Strengths, limitations, and implications

This study has several strengths. A longitudinal design was used, and by conducting survival analyses, the timing of smoking onset was taken into account as well as the non-occurrence of an event (censoring). However, some limitations of this study should also be acknowledged. First, adolescents had to report about own smoking behavior and about smoking by their friends’ and best friends. Although previous research has shown that self-report data about smoking (e.g., Dolcini et al., 2003) and adolescents’ reports about friends’ smoking habits (e.g., Harakeh et al., 2007) are generally reliable, multi-informant data would have been more complete. Second, by using survival analyses, adolescents with a history of smoking at the first assessment were excluded from the analyses. Early initiators differed from never smokers at the first assessment with respect to self-efficacy, environmental smoking, frequency of communication and quality of communication (Table 1). The mechanisms underlying smoking onset might differ for those who start early in adolescence as compared to those who start in mid- or late adolescence. It is therefore relevant to stress that conclusions of this study can only refer to adolescents who started smoking in mid- or late adolescence. Replications of this study should preferably include a younger cohort of children or adolescents to test whether the effects would remain significant in a younger group. Although we used data over a relatively long period of time, a prospective study that would cover the pre-adolescence period, adolescence, and young adulthood, would be very interesting. Third, it is possible that our findings are affected by selective drop-out, as attrition analyses showed that adolescents with lower education and more smoking friends were more likely to drop-out of the study. Lower education level (Hanson & Chen, 2007) and more smoking friends (Hoffman et al., 2006; Kobus, 2003) are associated with higher levels of smoking, so caution is warranted when interpreting and generalizing our findings. Nevertheless, selective drop-out in our study was limited. Finally, generalizability to the larger population was limited since we only included intact families from Dutch origin (i.e., mother, father, and two children). Previous studies have shown higher smoking prevalence rates in adolescents from single-parent rather than two-parent families (Brown & Rinelie, 2010; Lonczak et al., 2007).

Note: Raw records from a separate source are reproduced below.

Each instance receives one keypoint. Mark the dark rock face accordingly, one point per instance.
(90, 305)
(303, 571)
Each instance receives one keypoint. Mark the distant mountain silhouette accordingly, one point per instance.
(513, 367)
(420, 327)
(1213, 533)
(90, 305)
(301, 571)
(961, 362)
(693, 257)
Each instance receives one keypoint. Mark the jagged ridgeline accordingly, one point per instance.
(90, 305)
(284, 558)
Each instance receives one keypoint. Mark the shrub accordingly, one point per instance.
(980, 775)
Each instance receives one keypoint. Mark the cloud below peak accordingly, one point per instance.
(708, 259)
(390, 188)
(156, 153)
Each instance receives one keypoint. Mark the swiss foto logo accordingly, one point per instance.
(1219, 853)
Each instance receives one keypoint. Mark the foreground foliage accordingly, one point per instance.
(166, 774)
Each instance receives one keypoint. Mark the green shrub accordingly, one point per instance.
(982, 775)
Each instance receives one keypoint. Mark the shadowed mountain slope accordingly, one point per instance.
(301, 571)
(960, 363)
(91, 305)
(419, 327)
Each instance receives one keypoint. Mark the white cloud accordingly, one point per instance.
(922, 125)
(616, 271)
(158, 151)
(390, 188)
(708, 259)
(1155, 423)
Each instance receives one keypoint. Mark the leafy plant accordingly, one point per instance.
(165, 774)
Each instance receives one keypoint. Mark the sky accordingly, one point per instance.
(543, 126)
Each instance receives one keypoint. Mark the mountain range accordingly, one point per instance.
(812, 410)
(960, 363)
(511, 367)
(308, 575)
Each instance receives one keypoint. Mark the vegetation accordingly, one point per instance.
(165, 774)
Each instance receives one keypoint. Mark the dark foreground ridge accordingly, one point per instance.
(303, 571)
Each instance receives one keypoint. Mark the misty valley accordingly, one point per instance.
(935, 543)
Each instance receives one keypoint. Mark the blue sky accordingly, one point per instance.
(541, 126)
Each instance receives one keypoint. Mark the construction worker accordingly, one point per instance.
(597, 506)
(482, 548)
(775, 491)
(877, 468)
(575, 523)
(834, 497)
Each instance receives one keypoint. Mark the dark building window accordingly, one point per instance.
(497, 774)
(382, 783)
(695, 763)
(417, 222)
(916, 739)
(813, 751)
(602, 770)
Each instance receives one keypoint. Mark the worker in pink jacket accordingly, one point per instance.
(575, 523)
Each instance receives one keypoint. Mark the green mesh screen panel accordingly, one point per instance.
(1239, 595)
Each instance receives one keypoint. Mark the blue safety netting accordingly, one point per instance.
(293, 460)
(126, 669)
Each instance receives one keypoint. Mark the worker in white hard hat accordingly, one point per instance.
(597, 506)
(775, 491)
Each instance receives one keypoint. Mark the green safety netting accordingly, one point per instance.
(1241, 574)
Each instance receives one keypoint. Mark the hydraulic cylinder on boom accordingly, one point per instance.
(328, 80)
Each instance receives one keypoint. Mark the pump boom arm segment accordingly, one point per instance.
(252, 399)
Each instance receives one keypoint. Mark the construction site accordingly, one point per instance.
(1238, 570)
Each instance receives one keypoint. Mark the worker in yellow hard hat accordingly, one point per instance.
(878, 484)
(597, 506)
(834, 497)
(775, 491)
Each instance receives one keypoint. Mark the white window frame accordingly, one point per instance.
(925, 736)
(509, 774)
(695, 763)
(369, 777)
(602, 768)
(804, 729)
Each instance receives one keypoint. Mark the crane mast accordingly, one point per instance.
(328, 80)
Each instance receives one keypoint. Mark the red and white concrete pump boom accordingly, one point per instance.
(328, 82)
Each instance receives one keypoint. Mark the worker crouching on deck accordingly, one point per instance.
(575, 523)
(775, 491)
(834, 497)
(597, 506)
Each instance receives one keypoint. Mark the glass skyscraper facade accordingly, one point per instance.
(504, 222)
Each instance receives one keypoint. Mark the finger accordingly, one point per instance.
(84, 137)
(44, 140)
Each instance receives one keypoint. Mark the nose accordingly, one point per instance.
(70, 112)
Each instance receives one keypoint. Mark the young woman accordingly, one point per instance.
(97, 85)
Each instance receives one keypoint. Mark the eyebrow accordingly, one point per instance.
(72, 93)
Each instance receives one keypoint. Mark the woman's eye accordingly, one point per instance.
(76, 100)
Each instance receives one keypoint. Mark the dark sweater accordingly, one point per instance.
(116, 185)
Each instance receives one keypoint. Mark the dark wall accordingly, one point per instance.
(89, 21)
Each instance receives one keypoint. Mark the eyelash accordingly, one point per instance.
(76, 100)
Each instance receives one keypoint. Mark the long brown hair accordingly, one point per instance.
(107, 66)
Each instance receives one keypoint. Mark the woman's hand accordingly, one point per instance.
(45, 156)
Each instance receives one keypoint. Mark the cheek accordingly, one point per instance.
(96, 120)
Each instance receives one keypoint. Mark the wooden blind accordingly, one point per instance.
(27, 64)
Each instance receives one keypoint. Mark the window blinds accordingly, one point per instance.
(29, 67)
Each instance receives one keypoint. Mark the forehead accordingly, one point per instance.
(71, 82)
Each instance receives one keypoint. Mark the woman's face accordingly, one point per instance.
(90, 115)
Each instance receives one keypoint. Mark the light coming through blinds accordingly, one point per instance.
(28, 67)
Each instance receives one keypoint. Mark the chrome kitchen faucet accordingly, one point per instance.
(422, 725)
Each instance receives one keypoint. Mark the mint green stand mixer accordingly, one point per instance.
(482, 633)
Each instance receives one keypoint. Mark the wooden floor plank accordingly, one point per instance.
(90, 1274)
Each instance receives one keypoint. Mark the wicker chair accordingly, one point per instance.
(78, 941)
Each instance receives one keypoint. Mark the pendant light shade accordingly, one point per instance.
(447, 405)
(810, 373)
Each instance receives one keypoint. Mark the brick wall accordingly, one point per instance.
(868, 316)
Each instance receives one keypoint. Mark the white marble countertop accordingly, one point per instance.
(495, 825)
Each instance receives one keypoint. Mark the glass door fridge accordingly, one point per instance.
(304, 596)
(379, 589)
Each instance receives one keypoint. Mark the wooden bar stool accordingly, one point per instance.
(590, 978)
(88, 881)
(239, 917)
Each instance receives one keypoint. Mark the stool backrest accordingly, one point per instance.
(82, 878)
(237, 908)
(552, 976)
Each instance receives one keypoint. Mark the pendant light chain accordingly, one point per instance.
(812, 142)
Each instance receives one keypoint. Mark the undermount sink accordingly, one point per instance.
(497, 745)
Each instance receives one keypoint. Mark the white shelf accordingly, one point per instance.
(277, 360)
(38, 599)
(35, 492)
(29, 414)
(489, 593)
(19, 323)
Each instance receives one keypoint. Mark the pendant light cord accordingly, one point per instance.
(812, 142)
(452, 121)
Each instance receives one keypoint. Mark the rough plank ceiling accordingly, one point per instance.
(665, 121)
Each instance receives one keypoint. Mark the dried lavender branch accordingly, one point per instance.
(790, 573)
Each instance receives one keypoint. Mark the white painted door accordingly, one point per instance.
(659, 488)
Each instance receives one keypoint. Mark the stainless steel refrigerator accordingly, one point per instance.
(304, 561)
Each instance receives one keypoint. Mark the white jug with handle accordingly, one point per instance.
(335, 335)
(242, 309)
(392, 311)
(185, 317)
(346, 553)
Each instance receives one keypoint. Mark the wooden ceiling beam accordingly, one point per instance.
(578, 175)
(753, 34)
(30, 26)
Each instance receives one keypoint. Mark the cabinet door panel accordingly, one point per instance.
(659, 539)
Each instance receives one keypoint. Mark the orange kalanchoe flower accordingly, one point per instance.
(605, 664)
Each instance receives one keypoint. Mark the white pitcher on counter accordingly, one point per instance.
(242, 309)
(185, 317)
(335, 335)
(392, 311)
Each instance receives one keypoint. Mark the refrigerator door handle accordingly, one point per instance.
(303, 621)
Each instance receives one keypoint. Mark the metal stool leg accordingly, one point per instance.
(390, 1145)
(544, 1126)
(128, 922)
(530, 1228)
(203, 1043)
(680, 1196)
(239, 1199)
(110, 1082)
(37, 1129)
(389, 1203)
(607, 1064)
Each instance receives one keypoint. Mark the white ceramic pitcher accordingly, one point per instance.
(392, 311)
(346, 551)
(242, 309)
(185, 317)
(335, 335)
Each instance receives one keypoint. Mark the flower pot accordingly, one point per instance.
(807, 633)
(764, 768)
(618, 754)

In sum, the current findings showed that smoking initiation risks were quite similar throughout mid- and late adolescence and that refusal self-efficacy is an important longitudinal predictor of smoking onset and self-efficacy is independent of smoking-specific communication and smoking behavior of parents, sibling, and (best) friend(s). The results imply the importance of prevention programs that focus on teaching skills for resisting social pressure to use tobacco by helping adolescents to develop personal self-management and social skills (e.g., Life Skills Training: Botvin et al., 2003). Such interventions, with a recurrent character, could contribute to lower smoking onset rates in adolescents.